Earth’s climate is changing and urgent action is needed to address that reality, says a Royal Roads University professor.
“We are already locked into a certain amount of climate change,” Robin Cox, an expert in disaster response and planning, said in an interview.
“It’s already occurring and will continue to occur. Decisions need to be based on what is currently happening and what is predicted will happen.”
She is heading up a new project called Resilience by Design, a $2-million effort funded by Natural Resources Canada and the B.C. Climate Action Secretariat. Its aim is to help professionals think about climate change as part of their job.
Professional foresters, for example, might want to change the varieties of tree seedlings used to replant logged-over areas. A forester might want to shift to species more tolerant of dry periods or to periods of heavier rainfall.
A civil engineer will want to consider things such as existing and future water levels when designing a bridge.
Resilience by Design will produce a number of courses for professionals, some of them to be taken online, some of them in person. Two courses will be ready by the end of this year.
Cox said climate change is enormously complex. Mitigating one condition can quickly exacerbate another. For example, as summers heat up, an easy fix is more air conditioning.
But more air conditioning means an increase in energy use and that might lead to higher carbon emissions and bring more warming.

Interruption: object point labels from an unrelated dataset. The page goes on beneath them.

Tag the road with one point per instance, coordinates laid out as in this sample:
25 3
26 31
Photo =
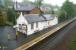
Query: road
53 42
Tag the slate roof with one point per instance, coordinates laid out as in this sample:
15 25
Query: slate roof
48 17
24 7
34 18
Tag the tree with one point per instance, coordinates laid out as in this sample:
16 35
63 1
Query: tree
68 8
38 3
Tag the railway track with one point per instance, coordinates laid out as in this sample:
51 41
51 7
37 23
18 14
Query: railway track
31 44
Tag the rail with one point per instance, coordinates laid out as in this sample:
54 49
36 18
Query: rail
40 38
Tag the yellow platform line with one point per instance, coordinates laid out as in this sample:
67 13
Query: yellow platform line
40 38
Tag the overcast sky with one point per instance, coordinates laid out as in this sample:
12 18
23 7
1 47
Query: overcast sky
53 2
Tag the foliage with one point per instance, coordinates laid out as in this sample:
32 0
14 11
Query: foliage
38 3
68 8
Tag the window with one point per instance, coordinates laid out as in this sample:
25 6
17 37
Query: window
36 24
32 26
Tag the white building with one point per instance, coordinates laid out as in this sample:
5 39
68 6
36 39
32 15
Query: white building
29 24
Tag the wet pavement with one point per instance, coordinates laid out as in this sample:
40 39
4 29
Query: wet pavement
8 38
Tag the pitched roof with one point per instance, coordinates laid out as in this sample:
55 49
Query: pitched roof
48 16
24 6
34 18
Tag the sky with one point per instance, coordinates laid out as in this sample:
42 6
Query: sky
53 2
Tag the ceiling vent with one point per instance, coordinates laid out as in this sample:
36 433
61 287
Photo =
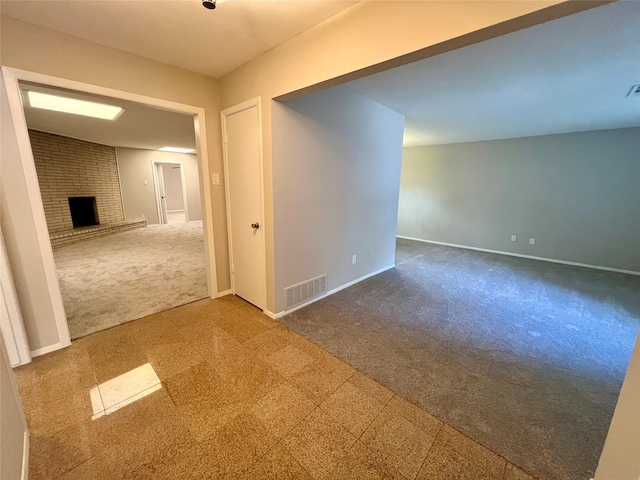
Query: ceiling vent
635 91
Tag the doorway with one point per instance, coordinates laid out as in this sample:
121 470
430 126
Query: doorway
37 273
241 130
171 193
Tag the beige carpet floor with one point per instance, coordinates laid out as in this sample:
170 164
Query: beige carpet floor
118 278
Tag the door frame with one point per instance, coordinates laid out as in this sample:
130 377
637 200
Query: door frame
11 76
224 114
156 182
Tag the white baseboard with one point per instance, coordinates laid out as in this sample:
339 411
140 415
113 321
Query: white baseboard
532 257
331 292
25 456
49 349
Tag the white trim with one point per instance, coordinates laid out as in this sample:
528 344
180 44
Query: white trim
48 349
330 292
156 169
532 257
11 77
11 322
227 112
25 456
202 155
156 184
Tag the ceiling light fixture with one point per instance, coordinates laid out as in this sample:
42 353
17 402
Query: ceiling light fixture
176 150
74 106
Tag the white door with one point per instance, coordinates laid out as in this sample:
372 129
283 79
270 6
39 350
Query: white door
161 194
244 183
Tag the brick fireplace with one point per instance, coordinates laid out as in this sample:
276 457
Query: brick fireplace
75 175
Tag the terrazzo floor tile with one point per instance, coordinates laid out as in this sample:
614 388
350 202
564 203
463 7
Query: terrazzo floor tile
363 463
224 409
483 457
514 473
402 444
444 463
282 409
277 464
371 388
354 409
318 443
289 360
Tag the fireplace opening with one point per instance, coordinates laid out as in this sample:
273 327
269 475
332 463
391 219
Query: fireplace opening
84 211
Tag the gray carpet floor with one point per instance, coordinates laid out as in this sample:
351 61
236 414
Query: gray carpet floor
121 277
526 357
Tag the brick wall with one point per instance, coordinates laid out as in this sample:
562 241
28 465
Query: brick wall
73 168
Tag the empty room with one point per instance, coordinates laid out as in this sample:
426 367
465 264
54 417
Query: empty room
417 226
122 203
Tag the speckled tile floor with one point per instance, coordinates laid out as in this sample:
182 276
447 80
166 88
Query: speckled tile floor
242 397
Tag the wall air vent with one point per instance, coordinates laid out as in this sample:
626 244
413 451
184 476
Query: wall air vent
305 291
635 91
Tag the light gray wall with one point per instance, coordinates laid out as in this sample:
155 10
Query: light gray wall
23 250
336 171
135 166
173 187
13 425
577 194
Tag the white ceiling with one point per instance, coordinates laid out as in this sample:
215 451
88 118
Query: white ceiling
181 32
569 75
139 126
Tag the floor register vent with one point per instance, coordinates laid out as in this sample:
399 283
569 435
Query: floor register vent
304 291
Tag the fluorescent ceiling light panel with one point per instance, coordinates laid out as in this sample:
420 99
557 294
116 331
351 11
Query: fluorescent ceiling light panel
73 106
177 150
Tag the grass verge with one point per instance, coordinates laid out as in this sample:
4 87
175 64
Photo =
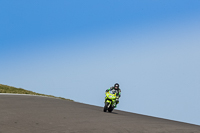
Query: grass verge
10 89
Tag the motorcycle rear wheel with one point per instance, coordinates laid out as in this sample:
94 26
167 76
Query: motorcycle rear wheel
105 107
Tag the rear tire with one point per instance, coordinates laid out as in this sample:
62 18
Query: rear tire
110 109
105 107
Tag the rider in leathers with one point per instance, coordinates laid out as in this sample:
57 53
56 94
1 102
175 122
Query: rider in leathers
116 87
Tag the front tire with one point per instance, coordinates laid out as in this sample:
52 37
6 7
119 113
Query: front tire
105 107
110 109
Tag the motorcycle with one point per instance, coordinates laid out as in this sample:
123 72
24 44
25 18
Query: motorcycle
110 100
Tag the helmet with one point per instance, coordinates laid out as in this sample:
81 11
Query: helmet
116 85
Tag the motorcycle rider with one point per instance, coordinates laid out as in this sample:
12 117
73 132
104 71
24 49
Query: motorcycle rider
116 87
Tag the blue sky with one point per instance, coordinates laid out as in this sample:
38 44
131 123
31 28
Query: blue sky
150 47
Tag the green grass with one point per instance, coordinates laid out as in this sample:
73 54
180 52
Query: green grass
10 89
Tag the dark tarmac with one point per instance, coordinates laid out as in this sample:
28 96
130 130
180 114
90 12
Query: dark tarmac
34 114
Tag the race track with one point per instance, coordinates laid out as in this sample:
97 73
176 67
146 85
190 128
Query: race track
34 114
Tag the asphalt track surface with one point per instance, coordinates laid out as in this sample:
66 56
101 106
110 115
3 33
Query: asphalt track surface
34 114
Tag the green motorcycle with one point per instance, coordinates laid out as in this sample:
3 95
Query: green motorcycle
110 100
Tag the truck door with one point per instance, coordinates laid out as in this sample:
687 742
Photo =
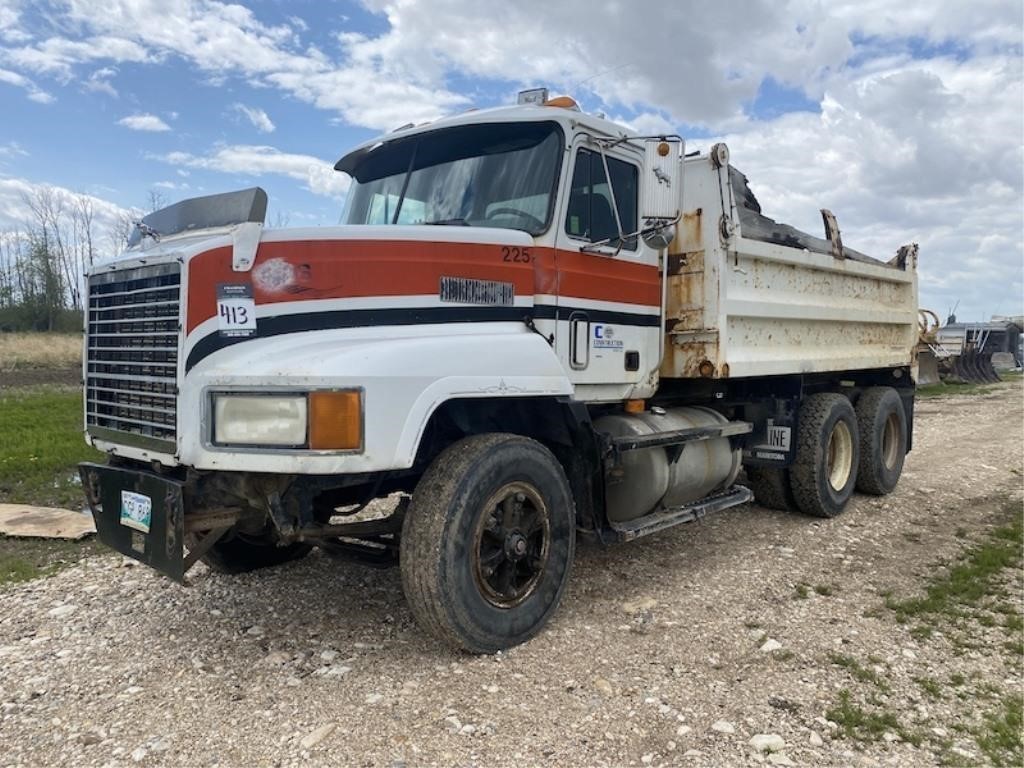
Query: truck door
608 287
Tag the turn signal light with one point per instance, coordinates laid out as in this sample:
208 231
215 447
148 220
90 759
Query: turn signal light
335 421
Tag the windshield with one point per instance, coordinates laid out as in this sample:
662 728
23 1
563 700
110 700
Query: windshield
497 174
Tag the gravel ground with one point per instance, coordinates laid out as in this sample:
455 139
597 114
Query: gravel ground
674 650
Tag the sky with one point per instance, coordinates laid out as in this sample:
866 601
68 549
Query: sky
906 120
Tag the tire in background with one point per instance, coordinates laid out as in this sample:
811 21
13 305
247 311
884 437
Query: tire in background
882 429
242 553
450 524
824 473
771 487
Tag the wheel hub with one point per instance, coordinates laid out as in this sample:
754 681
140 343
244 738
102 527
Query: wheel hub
515 545
511 545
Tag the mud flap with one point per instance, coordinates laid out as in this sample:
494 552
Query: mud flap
139 514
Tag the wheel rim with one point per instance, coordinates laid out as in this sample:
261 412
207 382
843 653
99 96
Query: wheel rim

“There are all these complex changes happening,” said Cox. “We need to be adapting to them in ways that don’t make conditions worse.”
As global temperatures rise they will eventually pass the point where existing climate models can function. Once the world exceeds a 2 C increase of its average temperature nobody has a good idea of what climates will be like.
“After a certain point, we don’t have strong models to predict what will happen,” she said. “There is a need to work with a certain level of uncertainty.”
Resilience by Design is working in partnership with the province’s universities, including the University of Victoria.
Also on board are professional associations: Applied Science Technologists and Technicians of B.C., College of Applied Biology, B.C. Institute of Agrologists, B.C. Society of Landscape Architects,, Planning Institute of B.C., Association of B.C. Forest Professionals, and Engineers and Geoscientists of B.C.